John Patitucci e Brian Blade formam trio com André Marques
Se depender do pianista André Pereira Marques, 39, a máxima “Músico é vagabundo” está definitivamente com seus dias contados.
Professor, arranjador e compositor, o paulistano estuda música há 29 anos. Com Hermeto Pascoal, completou, em janeiro, 21 de convivência, aprendendo, escutando, respeitando, estudando, absorvendo, tocando e retribuindo o mestre com mais música.
A foto que abre este post engana. Marques pouco cruza os braços. Assim como Pascoal, ele trabalha e muito, sem deixar de tratar a música com respeito. São vários seus projetos.
Recentemente gravou e está lançando –fresquinho no mercado- o CD “Plural”, obra do projeto André Marques Sexteto. Nele, o pianista que não cansa de trabalhar mistura o som de seu piano ao do trompete de Diego Garbin; ao trombone de Fábio Oliva; ao contrabaixo de Marcel Bottaro; à guitarra de Guilherme Fanti e à bateria de Fúlvio Moraes.
Outro de seus projetos -em andamento há 11 anos- é a orquestra Vintena Brasileira, com 22 integrantes. O recém-lançado trabalho do grupo liderado por Marques, CD “Bituca”, ganhou aval de criatividade de Milton Nascimento, que considera a obra o que há de mais original em relação ao seu trabalho.

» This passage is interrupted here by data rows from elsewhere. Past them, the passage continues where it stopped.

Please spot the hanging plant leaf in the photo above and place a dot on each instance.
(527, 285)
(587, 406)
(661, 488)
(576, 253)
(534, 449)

Nem bem finalizou este CD, e o pianista já está compondo três suítes para o próximo trabalho da orquestra. O intuito é trazer algo relacionado à dança contemporânea ou regional, ele ainda não tem certeza. Entretanto, uma coisa ele já sabe: tanto música quanto dança terão a mesma importância, o mesmo tratamento. “Vou misturar os dois. Geralmente em espetáculos de dança, músicos ficam em segundo plano. Às vezes, nem ficam no palco”, adiantou o compositor, em entrevista concedida ao Música em Letras.
Em trios, atua em dois. Primeiro, no Curupira, compondo e arranjando, além de tocar piano, teclado, flauta, escaleta e rabeca, ao lado de Fábio Gouveia (baixo, guitarra e flauta) e Cleber Almeida (bateria, percussão, viola e flauta). O outro trio é “só para aquecer”, falou.
REVERÊNCIA
Como professor, Marques é super respeitado onde ensina. No conservatório de Tatuí, no interior do estado, na faculdade Souza Lima, em São Paulo e “quando sobra tempo, dou aulas particulares”, disse.
Com o grupo de Hermeto Pascoal, toca pelo Brasil e pelo mundo. E foi em uma dessas viagens, passando pela França, que o pianista conheceu o baixista John Patitucci e o baterista Brian Blade, integrantes, ao lado do pianista Danilo Perez, do Wayne Shorter Quartet. “O Hermeto conhece o Wayne Shorter (compositor e saxofonista norte-americano). Como chegamos um dia antes de nosso show, pudemos assistir o dele. Quando acabou, acompanhei Hermeto no camarim e fiquei espantado com tanta reverência que renderam a ele”, disse o discípulo de Pascoal, afirmando que todos os músicos presentes, inclusive Shorter, curvaram-se diante do mestre alagoano em um gesto de profundo respeito.
O encontro plantou na cabeça de Marques a semente de uma ideia: gravar com eles a música de Hermeto Pascoal. “Pensei em realizar uma sonoridade diferente do que já foi gravado e feito com a música do Hermeto”, falou o pianista.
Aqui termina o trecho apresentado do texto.